According to the present invention, the differential pressure in the piping system is detected at a predetermined sampling interval, and when the detected differential pressure is lower than the first set pressure, the number of operating pumps is increased by one. , When the detected differential pressure is higher than the second set pressure, the number of operating pumps is reduced by one, so even if the number of operating pumps changes due to load fluctuations, the differential pressure applied to the load is reduced. It is possible to maintain the pressure between the first and second set pressures, and it is possible to reduce the fluctuation range of the differential pressure due to the fluctuation of the load.

[Brief description of drawings]

FIG. 1 is a block diagram showing a main configuration of an embodiment of the present invention.

FIG. 2 is an explanatory diagram showing the concept of differential pressure control in the embodiment shown in FIG.

FIG. 3 is a conceptual diagram showing an example of sampling intervals in the embodiment shown in FIG.

FIG. 4 is a system diagram showing an example of a piping system to which the present invention is applied.

FIG. 5 is an explanatory diagram showing a conceptual example of differential pressure control in the related art.

FIG. 6 is a block diagram showing a configuration example of a pump controller in a conventional technique.
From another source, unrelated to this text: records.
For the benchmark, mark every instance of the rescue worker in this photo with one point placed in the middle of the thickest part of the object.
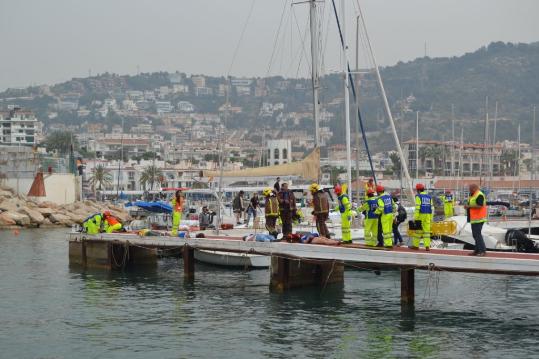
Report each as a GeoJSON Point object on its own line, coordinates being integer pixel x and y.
{"type": "Point", "coordinates": [371, 218]}
{"type": "Point", "coordinates": [477, 216]}
{"type": "Point", "coordinates": [386, 208]}
{"type": "Point", "coordinates": [111, 223]}
{"type": "Point", "coordinates": [205, 218]}
{"type": "Point", "coordinates": [424, 211]}
{"type": "Point", "coordinates": [238, 206]}
{"type": "Point", "coordinates": [449, 204]}
{"type": "Point", "coordinates": [287, 208]}
{"type": "Point", "coordinates": [369, 185]}
{"type": "Point", "coordinates": [320, 209]}
{"type": "Point", "coordinates": [271, 211]}
{"type": "Point", "coordinates": [345, 208]}
{"type": "Point", "coordinates": [177, 209]}
{"type": "Point", "coordinates": [92, 224]}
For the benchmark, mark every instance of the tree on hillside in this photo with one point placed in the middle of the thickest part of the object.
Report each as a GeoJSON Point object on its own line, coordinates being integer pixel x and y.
{"type": "Point", "coordinates": [150, 176]}
{"type": "Point", "coordinates": [100, 177]}
{"type": "Point", "coordinates": [61, 141]}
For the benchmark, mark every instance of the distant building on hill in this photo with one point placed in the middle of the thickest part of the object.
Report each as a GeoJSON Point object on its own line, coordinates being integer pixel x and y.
{"type": "Point", "coordinates": [19, 127]}
{"type": "Point", "coordinates": [279, 152]}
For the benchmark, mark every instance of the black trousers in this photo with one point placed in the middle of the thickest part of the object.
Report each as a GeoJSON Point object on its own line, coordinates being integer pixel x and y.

FIG. 7 is a conceptual diagram showing an example of HQ characteristics of a general pump.

[Explanation of symbols]

1 heat source machine 2A, 2B, 2C air conditioning unit 3A, 3B,
3C stop valve 5A, 5B, 5C check valve 6A, 6B,
6C pump 7 pump controller 8A, 8B,
8C Piping system 9 Differential pressure gauge 701 Increasing comparator 702 Decreasing comparator 703 1st
AND circuit 704 Second AND circuit 705 Increment / decrement counter 706 Astable multivibrator 707 Operation switch 708 Control signal output unit

Claims (2)

[Claims] 1. A plurality of pumps for pumping a fluid, a first piping system connected to the plurality of pumps for carrying the fluid to a plurality of loads, and a plurality of the fluids passing through the plurality of loads. A plurality of pumps of a piping device including a second piping system that circulates through the pump and a differential pressure detection unit that detects a pressure difference between the fluids flowing through the first and second piping systems. In a pump controller that controls the start and stop based on the output of the pressure detecting means, when the output value of the differential pressure detecting means is compared with a first set value at a predetermined sampling interval, and the output value of the differential pressure detecting means is small. And a second set value larger than the first set value at the predetermined sampling interval to compare the output value of the differential pressure detecting means with the second set value which outputs a signal to the differential pressure detecting means. Signal when the output value of Second comparing means for applying force, and the first
And a counter for increasing the set value by 1 when a signal is output from the comparing means, and decreasing the set value by 1 when the signal is output from the second comparing means, and a preset value for the set value of the counter. A pump controller, comprising control signal output means for outputting a signal for operating the pump corresponding to the number read out at intervals. 2. A pump controller for controlling start / stop of the pump of a cooling / heating system, wherein a heat medium heated and / or cooled by a heat source device is conveyed to a plurality of air conditioners by a plurality of pumps, the outlet header of the pump and the heat source device. Differential pressure detector that detects the differential pressure with the inlet header of the engine, a comparator that outputs a signal to increase the number of pumps that operate using the differential pressure value as an input, and a pump that operates using the differential pressure value as an input To output a signal for reducing one by one, an astable multivibrator that periodically generates a signal for validating the outputs of the two comparators, and a signal output from the two comparators. A pump controller that includes an increment / decrement counter that increases / decreases the number of pumps that are operating with a signal as an input.